Minimize Dependency Pain in Java Libraries
The Google Cloud Platform publishes client libraries for dozens of products from Cloud Asset to Cloud Web Security. These sit on top of much common infrastructure including Guava, gRPC, and protobufs as well as numerous third party open source projects like Netty and Jaxen. GCP adjacent projects such as Apache Beam and Spring Cloud GCP expand the scope and complexity even further.
Different teams and hundreds of developers in multiple time zones build these libraries. Ensuring that the latest versions of the libraries we publish all work together without conflicts is cat herding at epic scale.
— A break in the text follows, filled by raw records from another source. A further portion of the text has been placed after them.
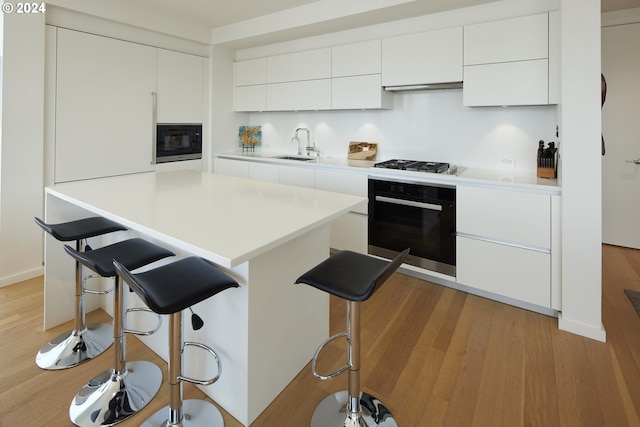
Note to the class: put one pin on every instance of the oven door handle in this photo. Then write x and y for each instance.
(410, 203)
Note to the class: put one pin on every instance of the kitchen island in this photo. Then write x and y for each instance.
(262, 234)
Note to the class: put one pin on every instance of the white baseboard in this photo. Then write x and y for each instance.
(582, 329)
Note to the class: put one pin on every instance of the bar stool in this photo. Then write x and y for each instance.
(120, 392)
(353, 277)
(83, 342)
(169, 289)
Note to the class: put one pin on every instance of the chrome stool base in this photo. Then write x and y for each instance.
(75, 347)
(112, 397)
(332, 412)
(197, 413)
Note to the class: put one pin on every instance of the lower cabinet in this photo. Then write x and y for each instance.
(510, 271)
(504, 243)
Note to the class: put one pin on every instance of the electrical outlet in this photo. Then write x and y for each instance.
(507, 161)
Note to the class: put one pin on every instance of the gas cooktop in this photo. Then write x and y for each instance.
(414, 165)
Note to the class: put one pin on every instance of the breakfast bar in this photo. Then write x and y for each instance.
(264, 235)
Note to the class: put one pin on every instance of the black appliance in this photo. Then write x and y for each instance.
(414, 215)
(176, 142)
(414, 165)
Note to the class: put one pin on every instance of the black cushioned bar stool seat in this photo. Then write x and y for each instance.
(120, 392)
(84, 342)
(169, 289)
(353, 277)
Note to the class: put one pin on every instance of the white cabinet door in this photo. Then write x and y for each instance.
(250, 72)
(306, 65)
(359, 92)
(515, 39)
(103, 106)
(180, 87)
(504, 270)
(356, 59)
(506, 83)
(300, 177)
(430, 57)
(303, 95)
(250, 98)
(232, 168)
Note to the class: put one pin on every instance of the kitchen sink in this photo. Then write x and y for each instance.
(298, 158)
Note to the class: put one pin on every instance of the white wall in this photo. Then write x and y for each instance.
(21, 172)
(581, 168)
(423, 126)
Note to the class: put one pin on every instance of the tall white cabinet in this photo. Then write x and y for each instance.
(106, 92)
(103, 106)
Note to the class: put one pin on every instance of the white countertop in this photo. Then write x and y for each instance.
(504, 178)
(224, 219)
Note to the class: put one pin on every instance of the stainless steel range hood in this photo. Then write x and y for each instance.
(424, 87)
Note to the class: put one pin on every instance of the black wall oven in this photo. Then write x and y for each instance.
(417, 216)
(176, 142)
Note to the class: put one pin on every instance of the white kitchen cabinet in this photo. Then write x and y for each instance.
(250, 90)
(231, 167)
(429, 57)
(506, 83)
(180, 87)
(504, 242)
(250, 72)
(515, 39)
(506, 62)
(250, 98)
(103, 106)
(356, 59)
(302, 95)
(306, 65)
(359, 92)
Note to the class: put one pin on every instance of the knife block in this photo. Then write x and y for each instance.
(545, 171)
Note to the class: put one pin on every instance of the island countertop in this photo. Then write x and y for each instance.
(224, 219)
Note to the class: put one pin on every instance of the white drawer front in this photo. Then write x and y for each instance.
(507, 216)
(504, 270)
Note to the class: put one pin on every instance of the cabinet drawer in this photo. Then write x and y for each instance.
(507, 83)
(504, 270)
(507, 216)
(506, 40)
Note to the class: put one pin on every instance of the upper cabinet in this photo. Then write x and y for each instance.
(507, 62)
(342, 77)
(180, 87)
(356, 77)
(424, 58)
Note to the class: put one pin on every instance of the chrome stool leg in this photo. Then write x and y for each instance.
(190, 412)
(84, 342)
(118, 393)
(351, 408)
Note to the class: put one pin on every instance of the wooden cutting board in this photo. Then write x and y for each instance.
(362, 150)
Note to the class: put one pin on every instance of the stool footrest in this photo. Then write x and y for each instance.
(143, 333)
(315, 358)
(215, 356)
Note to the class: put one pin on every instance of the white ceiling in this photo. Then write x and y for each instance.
(242, 23)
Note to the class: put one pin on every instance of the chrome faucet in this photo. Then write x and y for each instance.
(311, 146)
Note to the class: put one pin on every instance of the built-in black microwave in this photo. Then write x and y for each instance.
(176, 142)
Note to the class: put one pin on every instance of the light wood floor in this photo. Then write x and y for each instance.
(435, 356)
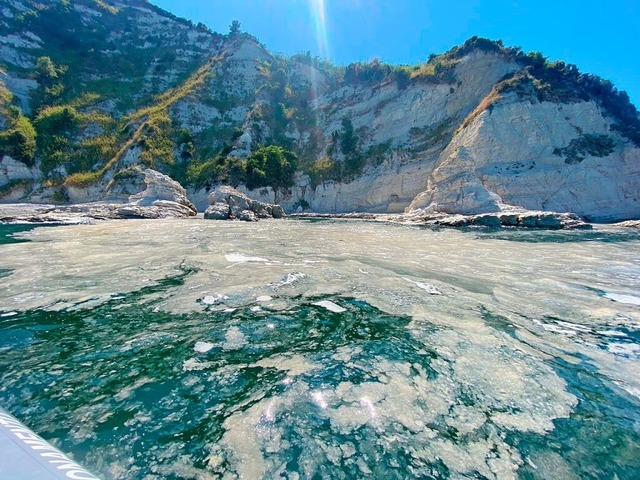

Through the lessons we learned from developing and maintaining our own libraries for our customers, we have developed a collection of best practices for avoiding incompatibilities in Java libraries based on Maven Bill of Materials (BOMs) and semantic versioning. These practices are relevant to anyone shipping libraries that other Java projects depend on. We are now publishing these Google Best Practices for Java Libraries:
- JLBP-1: Minimize dependencies
- JLBP-2: Minimize API surface
- JLBP-3: Use semantic versioning
- JLBP-4: Avoid dependencies on unstable libraries and features
- JLBP-5: Avoid dependencies that overlap classes with other dependencies
- JLBP-6: Rename artifacts and packages together
- JLBP-7: Make breaking transitions easy
- JLBP-8: Advance widely used functionality to a stable version
- JLBP-9: Support the minimum Java version of your consumers
- JLBP-10: Maintain API stability as long as needed for consumers
- JLBP-11: Stay up to date with compatible dependencies
- JLBP-12: Make level of support and API stability clear
- JLBP-13: Quickly remove references to deprecated features in dependencies
- JLBP-14: Specify a single, overridable version of each dependency
- JLBP-15: Produce a BOM for multi-module projects
- JLBP-16: Ensure upper version alignment of dependencies for consumers
- JLBP-17: Coordinate rollout of breaking changes
- JLBP-18: Only shade dependencies as a last resort
- JLBP-19: Place each package in only one module
- JLBP-20: Give each jar a module name
These twenty practices describe how to organize a library and its own dependencies so developers can easily adopt them in their own projects without conflicts and linkage errors. I’ll summarize three of the most important practices here:
Minimize Dependencies (JLBP-1)
Each library should add as little to its dependents’ classpaths as reasonably possible, ideally nothing but itself. Adding a dependency for something that is difficult and complicated may be an acceptable tradeoff, but avoid adding a dependency merely to save a few lines of code. Every dependency of a library is also a dependency of the library’s consumers and increases the risks of version conflicts and security holes.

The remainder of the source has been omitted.